This week’s lineup on the Criterion Channel on FilmStruck is led by one of American cinema’s most intimate documentary portraits of an artist. Terry Zwigoff’s 1995 Crumb draws on the filmmaker’s long friendship with underground-comix legend Robert Crumb, delving into the eccentric illustrator’s controversial work—much of it charged with sexual and racial provocation—as well as his troubled family history. Tapping into the vein of offbeat alienation that Zwigoff would go on to explore in his fiction films (Ghost World, Art School Confidential), the movie streams on the Channel with the supplemental features from our edition, including two audio commentaries and more than fifty minutes of unused footage.
Also up this week: a pair of wickedly dark comedies, a landmark western by John Ford, a close examination of Rainer Werner Fassbinder’s inimitable aesthetic, and a Kon Ichikawa double bill.
Tuesday’s Short + Feature: Teeth and How to Get Ahead in Advertising
Richard E. Grant lets loose his sneering gift for menace and loathsomeness in these two black comedies. In the unnerving animated short that opens the program, he relates the story of a lifelong fascination with teeth—an obsession that leads to some bizarre experimentation. And in How to Get Ahead in Advertising, he reteams with director Bruce Robinson, with whom he made the 1986 cult sensation Withnail and I, for a caustic satire about an ad executive who develops an evil, talking boil on his shoulder.
Stagecoach: Criterion Collection Edition #516
A pioneering achievement that proved, once and for all, that the western genre was more than just B-movie territory, this tale of a group of strangers who go out west for a second chance on life marked two important milestones for John Ford: the beginning of his collaboration with John Wayne, as well as his first movie shot in Monument Valley, which would serve as the backdrop of many of the director’s subsequent films. SUPPLEMENTAL FEATURES: Bucking Broadway, an early silent directed by Ford; video pieces about the film’s style, its significance, and the story behind its making; an extensive 1968 video interview with Ford; and more.
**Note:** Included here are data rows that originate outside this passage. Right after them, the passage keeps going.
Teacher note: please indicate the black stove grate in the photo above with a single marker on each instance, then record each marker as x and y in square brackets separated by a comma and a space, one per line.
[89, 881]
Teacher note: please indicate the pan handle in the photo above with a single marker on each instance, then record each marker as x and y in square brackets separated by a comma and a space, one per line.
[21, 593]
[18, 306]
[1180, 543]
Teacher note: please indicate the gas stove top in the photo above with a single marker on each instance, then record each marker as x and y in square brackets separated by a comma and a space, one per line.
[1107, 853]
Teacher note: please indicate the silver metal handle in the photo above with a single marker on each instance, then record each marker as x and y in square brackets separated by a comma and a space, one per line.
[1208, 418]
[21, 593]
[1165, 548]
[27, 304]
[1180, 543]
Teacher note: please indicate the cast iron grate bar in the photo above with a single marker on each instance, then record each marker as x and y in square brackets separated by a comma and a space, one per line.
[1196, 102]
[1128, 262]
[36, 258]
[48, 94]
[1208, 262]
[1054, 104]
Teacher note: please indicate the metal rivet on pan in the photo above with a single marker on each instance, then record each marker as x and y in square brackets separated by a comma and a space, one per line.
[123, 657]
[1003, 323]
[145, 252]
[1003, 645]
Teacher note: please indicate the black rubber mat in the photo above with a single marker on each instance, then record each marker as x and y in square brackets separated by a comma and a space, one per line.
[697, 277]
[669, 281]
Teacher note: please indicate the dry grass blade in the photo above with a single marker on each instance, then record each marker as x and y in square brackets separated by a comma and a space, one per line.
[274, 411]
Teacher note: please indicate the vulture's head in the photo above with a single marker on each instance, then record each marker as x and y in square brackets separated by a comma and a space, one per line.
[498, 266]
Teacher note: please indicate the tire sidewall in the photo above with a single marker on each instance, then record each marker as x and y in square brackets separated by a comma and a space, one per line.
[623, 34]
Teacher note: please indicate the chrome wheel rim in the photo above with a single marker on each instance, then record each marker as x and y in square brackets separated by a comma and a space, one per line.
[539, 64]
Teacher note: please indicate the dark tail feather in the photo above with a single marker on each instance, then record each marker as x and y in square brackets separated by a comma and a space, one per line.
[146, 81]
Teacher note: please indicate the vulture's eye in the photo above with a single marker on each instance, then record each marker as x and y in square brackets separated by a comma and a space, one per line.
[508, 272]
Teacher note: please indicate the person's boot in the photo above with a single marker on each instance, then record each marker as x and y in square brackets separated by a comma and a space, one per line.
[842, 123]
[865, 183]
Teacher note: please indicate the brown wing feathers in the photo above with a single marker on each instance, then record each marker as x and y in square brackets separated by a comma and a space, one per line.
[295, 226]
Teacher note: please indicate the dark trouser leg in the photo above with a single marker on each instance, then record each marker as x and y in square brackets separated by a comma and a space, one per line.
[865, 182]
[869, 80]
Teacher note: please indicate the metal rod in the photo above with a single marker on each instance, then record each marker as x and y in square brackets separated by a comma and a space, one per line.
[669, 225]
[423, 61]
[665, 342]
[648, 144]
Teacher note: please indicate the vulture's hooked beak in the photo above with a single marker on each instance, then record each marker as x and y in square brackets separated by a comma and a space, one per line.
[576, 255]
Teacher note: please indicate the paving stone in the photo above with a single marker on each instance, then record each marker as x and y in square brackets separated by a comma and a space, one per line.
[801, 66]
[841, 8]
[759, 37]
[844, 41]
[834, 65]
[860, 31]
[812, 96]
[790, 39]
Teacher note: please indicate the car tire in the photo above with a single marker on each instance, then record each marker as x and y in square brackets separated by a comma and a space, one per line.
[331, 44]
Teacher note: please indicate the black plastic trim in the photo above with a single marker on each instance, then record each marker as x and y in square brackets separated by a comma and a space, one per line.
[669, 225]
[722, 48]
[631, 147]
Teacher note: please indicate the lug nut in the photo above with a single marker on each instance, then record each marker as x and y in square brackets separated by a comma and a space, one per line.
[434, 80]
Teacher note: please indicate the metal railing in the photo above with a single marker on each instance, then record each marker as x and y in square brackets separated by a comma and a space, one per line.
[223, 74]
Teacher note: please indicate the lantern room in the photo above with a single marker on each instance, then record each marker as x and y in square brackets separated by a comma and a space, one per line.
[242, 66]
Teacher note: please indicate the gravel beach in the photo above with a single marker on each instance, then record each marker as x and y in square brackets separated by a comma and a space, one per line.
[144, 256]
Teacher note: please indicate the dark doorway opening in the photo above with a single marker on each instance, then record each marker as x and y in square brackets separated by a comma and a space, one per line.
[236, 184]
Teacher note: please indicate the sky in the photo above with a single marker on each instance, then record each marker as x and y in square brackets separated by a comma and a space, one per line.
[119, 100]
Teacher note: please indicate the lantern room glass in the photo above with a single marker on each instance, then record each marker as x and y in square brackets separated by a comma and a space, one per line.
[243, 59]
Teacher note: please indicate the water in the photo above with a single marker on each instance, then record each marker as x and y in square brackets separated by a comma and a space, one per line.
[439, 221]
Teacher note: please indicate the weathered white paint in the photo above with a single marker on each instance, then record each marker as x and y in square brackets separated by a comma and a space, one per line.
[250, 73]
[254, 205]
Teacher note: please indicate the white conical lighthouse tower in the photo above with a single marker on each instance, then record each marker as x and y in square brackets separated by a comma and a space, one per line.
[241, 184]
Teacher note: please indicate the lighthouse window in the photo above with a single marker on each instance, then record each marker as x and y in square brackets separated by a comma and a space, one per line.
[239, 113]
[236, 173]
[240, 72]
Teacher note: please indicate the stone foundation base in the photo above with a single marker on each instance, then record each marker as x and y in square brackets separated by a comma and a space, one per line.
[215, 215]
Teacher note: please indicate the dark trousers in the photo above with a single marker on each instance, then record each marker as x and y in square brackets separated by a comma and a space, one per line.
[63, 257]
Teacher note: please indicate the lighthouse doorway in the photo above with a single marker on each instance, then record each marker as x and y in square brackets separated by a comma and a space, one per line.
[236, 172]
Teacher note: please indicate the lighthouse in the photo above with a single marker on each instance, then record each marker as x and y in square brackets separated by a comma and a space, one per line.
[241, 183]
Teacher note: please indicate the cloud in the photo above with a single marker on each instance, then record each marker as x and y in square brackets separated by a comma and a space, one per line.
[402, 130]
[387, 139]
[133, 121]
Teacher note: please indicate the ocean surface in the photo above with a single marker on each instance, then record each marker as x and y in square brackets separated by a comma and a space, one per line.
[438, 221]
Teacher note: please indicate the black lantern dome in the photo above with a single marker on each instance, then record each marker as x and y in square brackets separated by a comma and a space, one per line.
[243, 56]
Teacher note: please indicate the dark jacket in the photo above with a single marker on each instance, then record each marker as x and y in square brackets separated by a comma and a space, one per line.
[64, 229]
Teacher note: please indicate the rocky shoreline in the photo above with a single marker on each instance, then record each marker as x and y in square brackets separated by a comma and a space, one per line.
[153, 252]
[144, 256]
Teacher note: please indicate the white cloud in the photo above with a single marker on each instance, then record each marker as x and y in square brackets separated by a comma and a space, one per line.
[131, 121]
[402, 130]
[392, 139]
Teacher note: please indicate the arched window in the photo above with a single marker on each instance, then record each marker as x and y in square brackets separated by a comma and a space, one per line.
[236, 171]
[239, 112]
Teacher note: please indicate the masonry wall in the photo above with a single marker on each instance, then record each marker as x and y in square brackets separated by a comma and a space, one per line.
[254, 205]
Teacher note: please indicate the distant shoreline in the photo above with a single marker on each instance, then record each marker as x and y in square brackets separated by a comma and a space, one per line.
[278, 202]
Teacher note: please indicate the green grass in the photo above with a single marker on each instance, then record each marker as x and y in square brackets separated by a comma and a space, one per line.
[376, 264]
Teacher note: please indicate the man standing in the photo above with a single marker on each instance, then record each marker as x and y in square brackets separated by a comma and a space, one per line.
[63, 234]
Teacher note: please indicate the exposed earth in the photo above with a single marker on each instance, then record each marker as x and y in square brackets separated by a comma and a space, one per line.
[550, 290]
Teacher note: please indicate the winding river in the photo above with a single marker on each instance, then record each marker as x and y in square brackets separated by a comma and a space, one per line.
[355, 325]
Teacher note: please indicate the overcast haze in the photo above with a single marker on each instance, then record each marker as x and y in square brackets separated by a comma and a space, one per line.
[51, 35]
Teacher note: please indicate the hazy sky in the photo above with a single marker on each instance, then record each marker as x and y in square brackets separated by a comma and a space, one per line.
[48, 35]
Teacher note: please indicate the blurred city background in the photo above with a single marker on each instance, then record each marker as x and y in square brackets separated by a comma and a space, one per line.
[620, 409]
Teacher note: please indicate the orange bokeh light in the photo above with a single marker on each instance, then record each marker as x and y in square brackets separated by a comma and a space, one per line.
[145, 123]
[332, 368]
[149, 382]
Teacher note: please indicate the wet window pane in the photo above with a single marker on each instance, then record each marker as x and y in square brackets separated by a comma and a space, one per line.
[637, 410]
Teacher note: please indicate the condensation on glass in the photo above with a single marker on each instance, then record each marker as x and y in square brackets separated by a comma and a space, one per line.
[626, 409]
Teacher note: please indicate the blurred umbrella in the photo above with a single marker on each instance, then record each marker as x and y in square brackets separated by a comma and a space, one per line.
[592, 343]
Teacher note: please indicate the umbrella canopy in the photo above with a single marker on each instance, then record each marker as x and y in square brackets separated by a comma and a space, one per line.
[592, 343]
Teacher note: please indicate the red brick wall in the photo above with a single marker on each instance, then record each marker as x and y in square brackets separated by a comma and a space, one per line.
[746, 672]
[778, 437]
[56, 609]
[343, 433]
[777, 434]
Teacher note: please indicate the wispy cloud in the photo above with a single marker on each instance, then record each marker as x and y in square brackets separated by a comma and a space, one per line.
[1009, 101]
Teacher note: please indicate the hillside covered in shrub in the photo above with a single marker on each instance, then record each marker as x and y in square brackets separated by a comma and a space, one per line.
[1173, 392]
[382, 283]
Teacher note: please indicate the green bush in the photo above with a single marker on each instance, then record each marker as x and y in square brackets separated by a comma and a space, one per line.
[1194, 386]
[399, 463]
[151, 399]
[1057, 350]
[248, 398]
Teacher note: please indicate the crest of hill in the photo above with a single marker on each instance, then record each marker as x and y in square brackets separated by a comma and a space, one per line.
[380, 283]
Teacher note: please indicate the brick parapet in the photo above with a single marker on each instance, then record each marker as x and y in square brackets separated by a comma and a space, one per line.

Observations on Film Art No. 10: The Stripped-Down Style of Ali: Fear Eats the Soul
In our Channel-exclusive series Observations on Film Art, renowned scholars David Bordwell, Kristin Thompson, and Jeff Smith (the authors of Film Art: An Introduction) bring you bite-sized pieces of film school, detailing the nuts and bolts of the medium through the lens of history’s greatest auteurs. This month’s episode features Smith examining the distinctive style of Rainer Werner Fassbinder’s Ali: Fear Eats the Soul, a film whose spare compositional and blocking strategies brilliantly underscore its themes of social division. Watch an excerpt from the episode here.
Friday Night Double Feature: Odd Obsession and An Actor’s Revenge
Spotlighting the eclectic talent of Japanese master Kon Ichikawa, this week’s double bill features two of the director’s wildest tales: Odd Obsession (1959), which won a jury prize at Cannes as well as a foreign-film Golden Globe, is a pitch-black comedy about erectile dysfunction, manipulation, and homemade porn, starring Machiko Kyo (Ugetsu) and Tatsuya Nakadai (The Human Condition), while the stylish tour de force An Actor’s Revenge (1963) follows a kabuki performer as he seeks to avenge his parents’ death.